Monsieur de Vineuil à madame de Vineuil.
Paris, 11 octobre.

Voici vingt-quatre jours sans nouvelles d’aucun de vous. C’est long, c’est triste, cela se comprend à peine.

Si près, et pourtant si loin ! Si unis, et pourtant si séparés !…

Et voilà qu’il semble que les Prussiens ont renoncé à toute attaque de vive force. Ils s’établissent dans leurs positions, nous nous fortifions dans les nôtres, et comme, à l’heure qu’il est, Paris est déjà bien près d’être imprenable, il n’y a plus guère que deux éventualités à considérer : ou la délivrance par Bazaine ou toute autre armée de province, ou la chute par la famine…

Nous discutons beaucoup entre officiers sur ce que seront les armées de province et sur leur armement. Je suis de ceux qui attachent moins d’importance à la valeur du matériel qu’à celle de l’homme qui remploiera. Je me demande avec angoisse si les canons ne se fondront pas plus rapidement que les hommes ne se formeront. La volonté de se battre ferait vite de tout homme un soldat ; mais nos paysans auront-ils cette volonté bien arrêtée ? Il leur faudrait du temps pour comprendre ce que le désastre national exige d’eux, et c’est justement le temps qui manque. Pourtant on trouve ici un peu plus de vivres qu’on n’osait y compter, et comme l’on se dit qu’une seule semaine de gagnée ce pourrait être à un moment donné tout gagné, l’on s’en réjouit bonnement et d’autant plus volontiers que les sujets de joie sont rares.

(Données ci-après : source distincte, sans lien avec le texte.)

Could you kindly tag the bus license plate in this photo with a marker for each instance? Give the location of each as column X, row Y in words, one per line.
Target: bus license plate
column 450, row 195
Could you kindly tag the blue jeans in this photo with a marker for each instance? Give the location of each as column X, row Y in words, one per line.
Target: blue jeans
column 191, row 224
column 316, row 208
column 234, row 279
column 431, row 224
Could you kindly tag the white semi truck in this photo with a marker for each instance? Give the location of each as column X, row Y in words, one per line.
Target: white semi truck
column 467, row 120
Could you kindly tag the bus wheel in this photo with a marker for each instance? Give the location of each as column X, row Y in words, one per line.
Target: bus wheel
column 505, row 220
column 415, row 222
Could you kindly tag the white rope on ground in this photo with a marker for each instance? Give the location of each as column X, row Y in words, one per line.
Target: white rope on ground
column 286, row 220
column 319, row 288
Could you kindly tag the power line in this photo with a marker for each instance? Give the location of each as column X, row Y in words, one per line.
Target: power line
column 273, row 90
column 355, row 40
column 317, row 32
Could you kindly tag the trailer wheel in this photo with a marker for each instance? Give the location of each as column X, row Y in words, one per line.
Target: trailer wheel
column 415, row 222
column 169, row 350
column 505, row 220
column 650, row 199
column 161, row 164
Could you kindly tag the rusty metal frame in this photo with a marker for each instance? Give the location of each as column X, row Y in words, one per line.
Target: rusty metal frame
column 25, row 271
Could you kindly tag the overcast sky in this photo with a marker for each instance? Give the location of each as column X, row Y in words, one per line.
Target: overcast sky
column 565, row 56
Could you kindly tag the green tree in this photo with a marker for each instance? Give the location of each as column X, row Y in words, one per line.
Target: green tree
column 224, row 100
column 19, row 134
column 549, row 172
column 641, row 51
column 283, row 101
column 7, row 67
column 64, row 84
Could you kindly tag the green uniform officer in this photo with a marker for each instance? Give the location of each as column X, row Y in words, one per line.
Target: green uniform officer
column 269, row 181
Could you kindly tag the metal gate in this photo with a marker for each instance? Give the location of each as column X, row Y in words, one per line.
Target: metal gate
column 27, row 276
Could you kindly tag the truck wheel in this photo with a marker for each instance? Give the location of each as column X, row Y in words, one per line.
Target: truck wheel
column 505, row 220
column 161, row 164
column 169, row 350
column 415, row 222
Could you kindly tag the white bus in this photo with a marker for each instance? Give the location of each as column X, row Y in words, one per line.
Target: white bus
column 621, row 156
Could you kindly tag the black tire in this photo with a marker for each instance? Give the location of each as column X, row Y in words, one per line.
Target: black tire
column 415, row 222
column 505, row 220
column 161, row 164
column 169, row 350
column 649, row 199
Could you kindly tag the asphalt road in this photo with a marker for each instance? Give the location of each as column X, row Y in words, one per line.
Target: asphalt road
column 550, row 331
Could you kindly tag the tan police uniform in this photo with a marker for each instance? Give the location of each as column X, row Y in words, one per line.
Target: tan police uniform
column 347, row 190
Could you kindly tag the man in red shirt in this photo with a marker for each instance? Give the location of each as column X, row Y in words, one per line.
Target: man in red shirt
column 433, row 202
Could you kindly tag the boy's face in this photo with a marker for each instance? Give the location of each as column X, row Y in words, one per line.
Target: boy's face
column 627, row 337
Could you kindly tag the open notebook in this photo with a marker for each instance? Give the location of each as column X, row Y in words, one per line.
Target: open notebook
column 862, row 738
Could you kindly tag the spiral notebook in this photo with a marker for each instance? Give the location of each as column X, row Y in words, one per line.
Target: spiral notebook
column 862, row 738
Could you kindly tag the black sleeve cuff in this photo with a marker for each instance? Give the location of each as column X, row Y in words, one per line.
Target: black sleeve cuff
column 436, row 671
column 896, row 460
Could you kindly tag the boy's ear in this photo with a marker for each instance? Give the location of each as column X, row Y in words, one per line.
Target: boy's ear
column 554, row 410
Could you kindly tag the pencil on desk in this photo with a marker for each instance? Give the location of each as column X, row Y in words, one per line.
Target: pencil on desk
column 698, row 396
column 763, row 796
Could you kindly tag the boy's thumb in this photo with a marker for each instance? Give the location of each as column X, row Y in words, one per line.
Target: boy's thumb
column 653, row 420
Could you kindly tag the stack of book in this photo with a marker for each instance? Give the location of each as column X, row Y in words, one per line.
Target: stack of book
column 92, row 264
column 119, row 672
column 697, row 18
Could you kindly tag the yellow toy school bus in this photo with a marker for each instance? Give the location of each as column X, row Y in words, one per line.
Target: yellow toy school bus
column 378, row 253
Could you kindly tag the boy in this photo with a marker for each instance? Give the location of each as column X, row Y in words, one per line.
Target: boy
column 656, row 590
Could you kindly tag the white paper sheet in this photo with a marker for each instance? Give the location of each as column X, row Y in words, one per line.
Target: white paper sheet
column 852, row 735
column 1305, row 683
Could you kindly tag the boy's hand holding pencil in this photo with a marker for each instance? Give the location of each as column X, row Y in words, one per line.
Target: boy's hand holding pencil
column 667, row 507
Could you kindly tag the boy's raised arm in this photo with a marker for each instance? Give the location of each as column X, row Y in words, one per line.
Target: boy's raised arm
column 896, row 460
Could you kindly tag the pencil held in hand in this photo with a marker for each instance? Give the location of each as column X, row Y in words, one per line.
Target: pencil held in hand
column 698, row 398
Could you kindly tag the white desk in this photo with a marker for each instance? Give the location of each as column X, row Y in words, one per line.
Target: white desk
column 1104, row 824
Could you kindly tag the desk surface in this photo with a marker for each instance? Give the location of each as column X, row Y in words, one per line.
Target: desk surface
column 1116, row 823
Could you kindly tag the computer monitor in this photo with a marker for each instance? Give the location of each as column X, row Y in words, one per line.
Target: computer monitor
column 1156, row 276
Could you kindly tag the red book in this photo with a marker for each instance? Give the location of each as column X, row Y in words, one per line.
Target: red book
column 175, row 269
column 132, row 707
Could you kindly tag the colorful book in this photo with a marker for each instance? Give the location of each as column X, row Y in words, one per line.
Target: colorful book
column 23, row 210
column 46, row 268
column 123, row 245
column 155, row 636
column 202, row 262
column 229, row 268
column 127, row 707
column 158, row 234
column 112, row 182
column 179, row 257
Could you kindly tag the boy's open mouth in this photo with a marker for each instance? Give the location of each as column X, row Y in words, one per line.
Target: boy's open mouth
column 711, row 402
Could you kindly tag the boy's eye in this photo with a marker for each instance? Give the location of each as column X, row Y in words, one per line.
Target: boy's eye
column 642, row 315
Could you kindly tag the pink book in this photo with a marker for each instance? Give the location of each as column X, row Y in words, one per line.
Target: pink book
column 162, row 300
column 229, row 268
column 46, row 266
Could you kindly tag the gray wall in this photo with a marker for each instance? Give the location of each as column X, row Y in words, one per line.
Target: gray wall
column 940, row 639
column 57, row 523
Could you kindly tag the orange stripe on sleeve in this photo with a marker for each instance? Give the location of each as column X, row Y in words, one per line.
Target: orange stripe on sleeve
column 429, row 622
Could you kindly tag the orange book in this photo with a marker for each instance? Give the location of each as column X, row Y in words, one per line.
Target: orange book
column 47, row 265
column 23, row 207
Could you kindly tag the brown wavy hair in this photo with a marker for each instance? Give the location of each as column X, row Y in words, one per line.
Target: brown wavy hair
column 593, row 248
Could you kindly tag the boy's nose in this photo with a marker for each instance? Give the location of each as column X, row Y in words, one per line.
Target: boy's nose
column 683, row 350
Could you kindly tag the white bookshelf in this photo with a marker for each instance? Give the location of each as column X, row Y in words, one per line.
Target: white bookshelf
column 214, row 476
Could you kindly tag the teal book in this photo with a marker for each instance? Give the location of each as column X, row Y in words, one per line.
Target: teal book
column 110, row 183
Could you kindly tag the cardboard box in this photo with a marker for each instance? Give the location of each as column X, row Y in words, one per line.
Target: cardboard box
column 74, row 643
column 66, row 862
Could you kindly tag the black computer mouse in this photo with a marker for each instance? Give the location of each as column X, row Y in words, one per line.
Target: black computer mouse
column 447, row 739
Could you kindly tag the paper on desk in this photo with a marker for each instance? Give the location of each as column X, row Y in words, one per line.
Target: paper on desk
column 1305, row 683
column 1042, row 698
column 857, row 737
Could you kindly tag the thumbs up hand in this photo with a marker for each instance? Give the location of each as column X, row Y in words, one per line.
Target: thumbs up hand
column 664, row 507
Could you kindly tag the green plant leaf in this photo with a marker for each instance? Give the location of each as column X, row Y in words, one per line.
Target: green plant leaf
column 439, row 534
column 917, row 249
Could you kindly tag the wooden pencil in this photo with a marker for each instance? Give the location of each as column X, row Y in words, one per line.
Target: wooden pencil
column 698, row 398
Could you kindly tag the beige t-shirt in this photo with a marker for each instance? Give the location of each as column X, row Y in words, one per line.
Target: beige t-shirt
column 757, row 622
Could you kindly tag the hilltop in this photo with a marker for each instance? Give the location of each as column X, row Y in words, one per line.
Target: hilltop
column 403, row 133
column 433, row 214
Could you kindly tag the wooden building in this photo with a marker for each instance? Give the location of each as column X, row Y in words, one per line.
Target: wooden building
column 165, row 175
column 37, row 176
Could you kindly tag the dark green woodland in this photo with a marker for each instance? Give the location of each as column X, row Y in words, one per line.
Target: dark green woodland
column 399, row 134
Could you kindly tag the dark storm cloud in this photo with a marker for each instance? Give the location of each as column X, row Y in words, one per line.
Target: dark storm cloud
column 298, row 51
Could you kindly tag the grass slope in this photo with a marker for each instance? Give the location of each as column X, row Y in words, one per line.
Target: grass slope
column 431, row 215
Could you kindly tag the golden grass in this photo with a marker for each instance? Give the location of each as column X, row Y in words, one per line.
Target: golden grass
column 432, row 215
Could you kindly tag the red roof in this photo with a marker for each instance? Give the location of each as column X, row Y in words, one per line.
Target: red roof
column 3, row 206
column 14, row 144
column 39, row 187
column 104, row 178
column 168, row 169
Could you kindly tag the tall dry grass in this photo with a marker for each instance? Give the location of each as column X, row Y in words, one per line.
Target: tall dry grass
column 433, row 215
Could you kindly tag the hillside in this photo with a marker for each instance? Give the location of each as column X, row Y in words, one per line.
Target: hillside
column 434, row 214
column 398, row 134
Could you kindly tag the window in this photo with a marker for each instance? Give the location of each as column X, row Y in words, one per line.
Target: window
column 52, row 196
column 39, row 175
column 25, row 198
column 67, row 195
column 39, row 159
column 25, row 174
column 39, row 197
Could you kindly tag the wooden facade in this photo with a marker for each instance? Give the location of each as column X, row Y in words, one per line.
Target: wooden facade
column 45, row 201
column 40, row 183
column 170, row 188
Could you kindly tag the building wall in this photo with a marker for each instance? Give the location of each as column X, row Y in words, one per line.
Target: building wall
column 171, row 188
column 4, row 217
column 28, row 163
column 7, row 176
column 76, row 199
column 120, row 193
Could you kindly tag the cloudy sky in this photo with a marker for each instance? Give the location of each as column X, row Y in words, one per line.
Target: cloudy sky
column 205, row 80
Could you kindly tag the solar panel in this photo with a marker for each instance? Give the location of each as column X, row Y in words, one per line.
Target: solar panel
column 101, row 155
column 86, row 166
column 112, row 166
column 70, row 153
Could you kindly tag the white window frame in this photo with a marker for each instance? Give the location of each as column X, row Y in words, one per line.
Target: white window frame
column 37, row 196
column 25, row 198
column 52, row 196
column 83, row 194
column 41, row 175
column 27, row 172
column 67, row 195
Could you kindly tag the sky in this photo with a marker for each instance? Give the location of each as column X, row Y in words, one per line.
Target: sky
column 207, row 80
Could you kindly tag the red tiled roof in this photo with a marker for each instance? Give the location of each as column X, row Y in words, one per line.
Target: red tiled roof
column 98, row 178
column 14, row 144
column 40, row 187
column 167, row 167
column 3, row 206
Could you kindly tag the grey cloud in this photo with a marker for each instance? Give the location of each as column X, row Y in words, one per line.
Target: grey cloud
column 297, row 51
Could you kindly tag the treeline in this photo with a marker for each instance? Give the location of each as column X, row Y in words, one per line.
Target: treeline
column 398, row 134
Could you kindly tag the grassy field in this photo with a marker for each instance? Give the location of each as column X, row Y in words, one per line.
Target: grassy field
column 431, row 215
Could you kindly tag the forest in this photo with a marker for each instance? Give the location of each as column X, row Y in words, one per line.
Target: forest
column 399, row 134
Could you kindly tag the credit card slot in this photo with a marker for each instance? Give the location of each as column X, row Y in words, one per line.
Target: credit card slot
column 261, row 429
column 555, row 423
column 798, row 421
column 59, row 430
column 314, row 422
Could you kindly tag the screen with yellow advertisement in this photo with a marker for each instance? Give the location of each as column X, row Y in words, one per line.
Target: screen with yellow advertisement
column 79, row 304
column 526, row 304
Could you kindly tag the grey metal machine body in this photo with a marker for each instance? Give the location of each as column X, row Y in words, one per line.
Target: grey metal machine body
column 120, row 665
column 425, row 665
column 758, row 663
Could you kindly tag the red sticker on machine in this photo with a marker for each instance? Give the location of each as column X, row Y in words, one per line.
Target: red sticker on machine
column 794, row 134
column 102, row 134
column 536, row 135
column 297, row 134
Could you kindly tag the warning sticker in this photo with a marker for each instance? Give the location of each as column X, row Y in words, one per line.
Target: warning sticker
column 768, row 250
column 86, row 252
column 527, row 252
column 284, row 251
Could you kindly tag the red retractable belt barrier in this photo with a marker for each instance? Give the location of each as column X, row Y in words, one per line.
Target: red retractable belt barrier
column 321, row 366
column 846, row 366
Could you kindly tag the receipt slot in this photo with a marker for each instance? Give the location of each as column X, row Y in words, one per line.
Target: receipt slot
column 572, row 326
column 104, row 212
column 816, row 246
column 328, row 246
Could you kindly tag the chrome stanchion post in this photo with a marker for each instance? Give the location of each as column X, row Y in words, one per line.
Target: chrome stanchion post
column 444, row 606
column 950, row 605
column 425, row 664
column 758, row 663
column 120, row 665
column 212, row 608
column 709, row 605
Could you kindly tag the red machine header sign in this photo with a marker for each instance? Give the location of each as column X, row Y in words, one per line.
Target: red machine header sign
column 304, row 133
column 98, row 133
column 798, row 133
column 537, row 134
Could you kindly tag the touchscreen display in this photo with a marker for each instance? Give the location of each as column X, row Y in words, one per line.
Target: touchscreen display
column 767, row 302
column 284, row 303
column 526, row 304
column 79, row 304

Un bon signe, c’est la manière dont les privations (car elles ont déjà commencé, sachez-le bien) sont supportées. On ne peut plus avoir de viande qu’en faisant queue dès quatre heures du matin à la porte des bouchers, et encore n’obtient-on ainsi que des rations insuffisantes. Eh bien, on n’entend aucun murmure, au contraire. Il semblerait que la nouveauté de la situation mette cette foule en gaieté.